En la contienda había caído Parrales, el más fiel entre sus fieles y eso le hizo brotar una inédita lágrima de su ojo derecho, aunque el izquierdo se sostuvo firme ante la desgracia. Barragán tenía una herida leve en una pierna, mientras que Iglesias y él estaban intactos. Sí señor, una vez más intacto y ganador ante la voracidad del más allá, haciéndole morisquetas a Doña Parca, frustrando otra vez los intentos de Satanás por contar con sus valiosos servicios en los prostíbulos del infierno. Mirada destilando fulgor, manos a boca de jarro, media sonrisa socarrona. En posesión de un extasiado sentimiento todopoderoso, supo que la prueba estaba superada. Lo devastador de su mal augurio expiró y una brisa leve le atravesó las entrañas.
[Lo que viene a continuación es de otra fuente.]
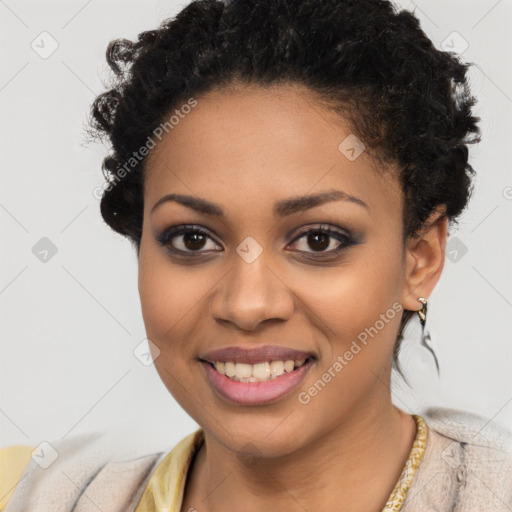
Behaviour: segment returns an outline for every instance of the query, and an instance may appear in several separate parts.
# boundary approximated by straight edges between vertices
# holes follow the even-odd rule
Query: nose
[[[210,299],[210,312],[216,321],[253,331],[263,322],[291,318],[295,307],[292,291],[270,268],[264,254],[252,263],[233,255],[231,271]]]

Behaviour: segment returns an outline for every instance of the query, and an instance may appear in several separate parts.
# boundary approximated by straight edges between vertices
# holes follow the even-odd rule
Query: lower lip
[[[209,363],[201,362],[215,391],[237,405],[262,405],[279,400],[297,387],[313,365],[313,359],[290,373],[266,382],[238,382],[219,373]]]

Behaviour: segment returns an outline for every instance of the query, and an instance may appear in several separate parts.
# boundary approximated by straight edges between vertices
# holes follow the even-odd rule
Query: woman
[[[107,59],[101,212],[201,428],[4,451],[5,510],[510,510],[508,433],[389,388],[471,192],[467,65],[384,0],[197,1]]]

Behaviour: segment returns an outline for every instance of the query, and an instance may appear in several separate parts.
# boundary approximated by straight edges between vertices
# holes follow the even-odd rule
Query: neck
[[[205,431],[182,510],[380,512],[409,456],[416,423],[392,405],[361,407],[314,443],[248,464]],[[250,499],[248,499],[250,497]]]

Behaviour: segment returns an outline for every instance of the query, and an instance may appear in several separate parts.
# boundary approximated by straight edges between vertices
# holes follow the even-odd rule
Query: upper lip
[[[227,362],[256,364],[265,361],[288,361],[290,359],[300,360],[314,357],[311,352],[294,350],[292,348],[278,345],[264,345],[257,348],[225,347],[212,350],[199,358],[209,363]]]

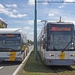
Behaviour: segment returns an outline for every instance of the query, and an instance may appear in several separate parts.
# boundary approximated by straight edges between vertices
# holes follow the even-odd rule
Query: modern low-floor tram
[[[38,37],[38,52],[46,65],[75,65],[74,24],[47,22]]]
[[[27,41],[20,28],[0,29],[0,61],[23,61],[28,54]]]

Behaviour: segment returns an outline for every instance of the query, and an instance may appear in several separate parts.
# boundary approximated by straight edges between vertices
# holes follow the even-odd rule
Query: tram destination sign
[[[52,27],[51,31],[71,31],[70,27]]]

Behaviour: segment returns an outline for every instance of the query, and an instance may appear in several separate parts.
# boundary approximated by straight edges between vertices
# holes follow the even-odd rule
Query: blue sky
[[[75,24],[75,3],[47,3],[46,1],[75,2],[75,0],[38,0],[37,34],[43,23],[41,20],[69,21]],[[34,40],[34,0],[0,0],[0,19],[8,24],[8,28],[23,28],[30,40]]]

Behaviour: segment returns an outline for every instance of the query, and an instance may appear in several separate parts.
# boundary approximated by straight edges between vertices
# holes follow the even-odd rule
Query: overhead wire
[[[73,15],[75,11],[73,11],[66,19],[68,19],[71,15]],[[66,21],[66,19],[64,21]]]
[[[61,3],[62,3],[63,0],[60,0],[60,1],[61,1]],[[46,17],[45,17],[44,20],[47,20],[47,18],[48,18],[48,14],[50,13],[50,8],[51,8],[51,5],[52,5],[52,2],[53,2],[53,0],[49,3],[49,9],[48,9],[48,11],[47,11],[47,15],[46,15]],[[64,1],[63,1],[63,2],[64,2]],[[73,11],[67,18],[69,18],[74,12],[75,12],[75,11]],[[67,18],[66,18],[66,19],[67,19]],[[66,19],[65,19],[65,20],[66,20]],[[65,21],[65,20],[64,20],[64,21]]]
[[[48,9],[48,11],[47,11],[48,14],[49,14],[49,11],[50,11],[52,2],[53,2],[53,0],[51,1],[51,3],[49,3],[49,9]],[[47,20],[48,14],[47,14],[46,17],[45,17],[45,20]]]
[[[72,2],[75,3],[75,2]],[[73,11],[68,17],[66,17],[66,19],[64,21],[66,21],[71,15],[73,15],[75,13],[75,11]]]
[[[53,1],[53,0],[52,0],[52,1]],[[52,1],[51,1],[51,3],[49,3],[49,9],[48,9],[48,11],[47,11],[47,15],[46,15],[45,19],[41,21],[41,22],[44,22],[44,24],[47,22],[46,20],[47,20],[47,17],[48,17],[50,8],[51,8]]]
[[[63,2],[63,0],[60,0],[61,1],[61,3]],[[51,5],[52,5],[52,2],[53,2],[53,0],[51,1],[51,3],[49,4],[49,9],[48,9],[48,14],[50,13],[50,8],[51,8]],[[47,16],[46,16],[46,19],[45,20],[47,20],[47,17],[48,17],[48,14],[47,14]]]

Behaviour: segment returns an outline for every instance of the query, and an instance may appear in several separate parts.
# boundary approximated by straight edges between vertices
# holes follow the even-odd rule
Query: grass
[[[39,57],[38,60],[35,60],[33,51],[19,75],[53,75],[53,73],[48,66],[43,64]]]

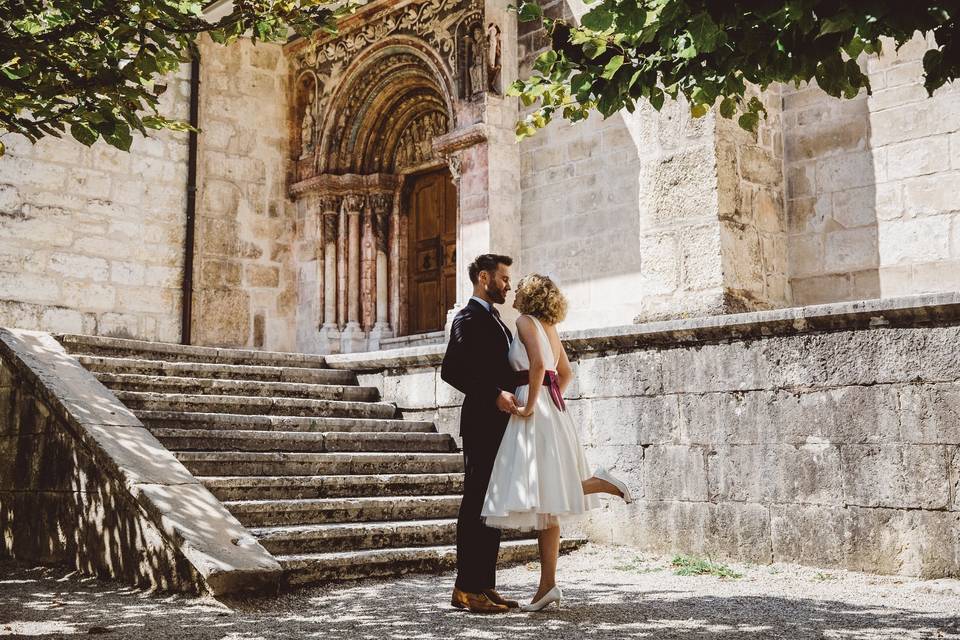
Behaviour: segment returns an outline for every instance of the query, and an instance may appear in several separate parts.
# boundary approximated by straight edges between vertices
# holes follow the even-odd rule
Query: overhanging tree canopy
[[[69,130],[86,145],[103,138],[126,150],[134,130],[183,129],[157,109],[159,80],[189,59],[199,34],[228,43],[333,30],[353,5],[329,2],[237,0],[210,23],[203,2],[0,0],[0,130],[32,141]]]
[[[520,20],[542,18],[535,0],[518,12]],[[899,46],[917,30],[936,37],[923,58],[932,94],[960,73],[958,19],[958,0],[602,0],[579,25],[543,18],[552,47],[510,90],[536,105],[517,135],[557,114],[577,121],[595,109],[606,117],[640,100],[659,110],[681,95],[694,116],[719,101],[724,117],[739,114],[740,126],[755,130],[764,107],[746,97],[749,85],[815,78],[830,95],[852,98],[870,91],[860,54],[879,53],[881,37]]]

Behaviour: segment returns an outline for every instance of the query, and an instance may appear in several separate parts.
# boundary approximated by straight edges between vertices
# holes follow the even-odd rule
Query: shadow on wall
[[[785,87],[784,166],[795,305],[879,298],[877,167],[866,94]]]
[[[149,468],[156,459],[142,439],[123,437],[139,428],[100,428],[127,462]],[[91,444],[26,385],[4,387],[0,380],[0,554],[143,587],[195,590],[194,580],[183,580],[192,575],[189,563],[145,521],[129,490],[94,462]]]
[[[0,329],[0,555],[164,591],[276,587],[280,567],[49,335]]]
[[[150,599],[130,589],[10,568],[0,581],[0,626],[36,637],[105,627],[148,637],[221,638],[674,638],[791,640],[954,637],[960,618],[850,601],[696,594],[604,582],[564,585],[562,609],[474,616],[450,608],[451,575],[304,590],[297,598],[234,602]],[[531,574],[533,577],[534,574]],[[51,582],[56,580],[55,588]],[[508,585],[507,588],[516,588]],[[946,634],[946,635],[943,635]],[[147,637],[147,636],[145,636]]]

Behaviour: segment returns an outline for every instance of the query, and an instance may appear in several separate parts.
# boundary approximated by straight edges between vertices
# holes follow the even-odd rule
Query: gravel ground
[[[587,545],[560,559],[560,609],[481,616],[449,606],[451,574],[330,585],[222,603],[157,596],[63,569],[0,564],[0,637],[960,638],[960,581],[794,565],[731,565],[740,579],[674,575],[670,559]],[[529,598],[537,566],[503,569]]]

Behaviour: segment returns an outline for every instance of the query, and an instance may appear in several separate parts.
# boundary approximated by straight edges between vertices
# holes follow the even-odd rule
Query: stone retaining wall
[[[592,465],[638,498],[588,535],[651,552],[960,574],[960,295],[564,334]],[[442,347],[332,356],[456,431]]]
[[[0,556],[165,591],[275,591],[281,568],[50,335],[0,329]]]

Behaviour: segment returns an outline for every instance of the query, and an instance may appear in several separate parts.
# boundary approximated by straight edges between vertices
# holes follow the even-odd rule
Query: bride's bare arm
[[[543,386],[543,374],[547,367],[543,362],[540,340],[533,320],[526,316],[517,318],[517,333],[520,336],[520,342],[527,350],[527,358],[530,360],[530,389],[527,392],[527,404],[519,407],[517,413],[521,416],[530,416],[533,415],[533,408],[537,406],[540,387]]]
[[[560,393],[562,394],[573,382],[573,367],[570,366],[570,358],[567,357],[567,350],[563,348],[563,342],[560,340],[560,334],[557,333],[557,326],[550,325],[546,327],[547,337],[550,338],[550,346],[554,353],[559,353],[560,358],[557,361],[557,376],[560,378]]]

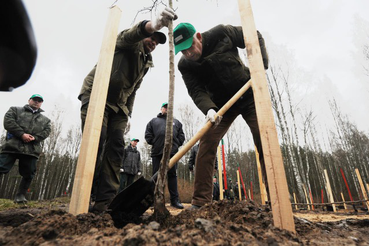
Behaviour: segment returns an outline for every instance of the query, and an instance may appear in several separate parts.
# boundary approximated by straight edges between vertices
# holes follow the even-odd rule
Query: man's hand
[[[119,172],[124,173],[124,169],[123,168],[119,169]]]
[[[137,173],[137,175],[138,175],[138,176],[141,176],[141,172],[138,172],[138,173]]]
[[[34,137],[34,136],[32,136],[31,134],[24,133],[24,134],[22,135],[22,140],[23,140],[23,142],[25,142],[25,143],[29,143],[29,142],[34,141],[34,140],[35,140],[35,137]]]
[[[210,120],[211,123],[214,123],[215,126],[219,125],[222,121],[222,116],[218,116],[215,118],[216,112],[214,109],[209,109],[208,113],[206,114],[206,120]]]
[[[151,20],[151,27],[154,32],[159,31],[164,26],[168,27],[169,21],[176,20],[178,16],[173,9],[166,7],[156,17]]]

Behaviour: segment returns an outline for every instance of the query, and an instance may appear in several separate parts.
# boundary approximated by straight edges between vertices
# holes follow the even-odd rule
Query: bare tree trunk
[[[169,7],[173,8],[172,0],[169,0]],[[173,44],[173,21],[168,25],[169,39],[169,100],[168,112],[165,128],[165,142],[163,158],[160,162],[159,175],[155,187],[154,218],[156,221],[163,221],[170,216],[165,207],[165,183],[167,180],[168,164],[173,142],[173,103],[174,103],[174,44]]]

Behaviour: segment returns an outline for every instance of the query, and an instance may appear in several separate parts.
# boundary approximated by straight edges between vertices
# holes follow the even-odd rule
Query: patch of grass
[[[52,200],[43,200],[43,201],[28,201],[26,204],[17,204],[14,203],[13,200],[9,199],[0,199],[0,211],[10,210],[10,209],[18,209],[18,208],[48,208],[53,209],[57,208],[63,204],[69,204],[69,197],[57,197]]]

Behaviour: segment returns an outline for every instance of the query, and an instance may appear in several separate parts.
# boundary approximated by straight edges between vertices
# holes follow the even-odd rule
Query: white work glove
[[[209,109],[208,113],[206,114],[206,120],[209,120],[211,123],[214,123],[215,126],[219,125],[222,121],[222,116],[218,116],[215,118],[217,112],[214,109]]]
[[[138,176],[141,176],[141,172],[138,172],[138,173],[137,173],[137,175],[138,175]]]
[[[119,169],[119,172],[124,173],[124,169],[123,168]]]
[[[176,20],[178,16],[173,9],[166,7],[164,10],[151,20],[151,27],[154,32],[159,31],[164,26],[168,27],[171,20]]]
Esa catarata de amor propio lo mantenía sumergido en aquella burbuja de miel empalagosa. Cuando levantó la vista notó como sus tres compañeros de hazaña dejaban la mansión. Esquivando la caterva de cadáveres desparramados alrededor de la piscina, divisó a sus padres en la mesa del rincón, vivitos y coleando, con el penúltimo whisky en la mira. Como zafaron viejos, les espetó no pudiendo salir de su asombro, para luego abrazarlos sin exceso de efusividad. En ese instante notó un brillo diabólico en las pupilas de Arístides, quien no le quitó la vista de encima. Dioniso percibió el revolver en el lado diestro del pantalón de su progenitor y después de 43 años de peripecia vital sintió en carne propia la debilidad de los que pierden el control, una puntada penetrando su estómago de la manera menos imaginada, abstraído en lo imprevisibles que pueden ser los verdugos. ¿Esto será el miedo? se cuestionó sin palabras. La gorda Rosita se quitó el enorme pulóver y dejó ver una remera con la leyenda LAS RAICES NO OLVIDAN, mientras que su esposo llevó lentamente la mano al bolsillo derecho. El círculo vicioso de la fatalidad estaba a punto de saldarse, así como los rencores de la sangre. Una bala perdida en su frente amplia fue testimonio funesto de que en la vida terrenal hasta las premoniciones de los dioses pueden fallar.